JAKARTA, REPORTER.ID – Wakil Ketua Umum DPN Partai Gelora Indonesia, Fahri Hamzah ikut menyoroti setahun kinerja Pemerintahan Jokowi-Ma’ruf Amin. Kata Fahri, bukan soal seratus hari kinerja pemerintahan, tetap soal seterusnya kedepan yang harusnya menjadi sikap dan ideologi dasar cara mengelola negara.
“Jadi, stop sikap sok-sok-an. Hari-hari ini adalah hari kebersamaan. Banyak tantangan yang mesti dihadapi pemerintah, seperti pandemi virus corona atau Covid-19 yang belum ada tanda-tanda akan berakhir, yang berujung pada ancaman krisis ekonomi global,” kata Fahri melalui keterangan tertulisnya, Kamis (22/10/2020).
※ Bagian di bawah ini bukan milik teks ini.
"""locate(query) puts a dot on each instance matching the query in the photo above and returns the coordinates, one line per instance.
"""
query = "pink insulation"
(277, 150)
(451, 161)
Padahal hari ini, lanjut Fahri, delivery dari kinerja pemerintah sangat diperlukan, karena rakyat sedang dalam penantian, dalam kesabaran-kesabaran yang luar biasa.
“Itu lah sebabnya, saya terus terang mengusulkan agar presiden yang dilantik pada saat Covid belum ada, sudah membawa narasi rekonsoliasi kembali memikirkan masa depan,” ujar Wakil Ketua DPR RI periode 2014-2019 ini.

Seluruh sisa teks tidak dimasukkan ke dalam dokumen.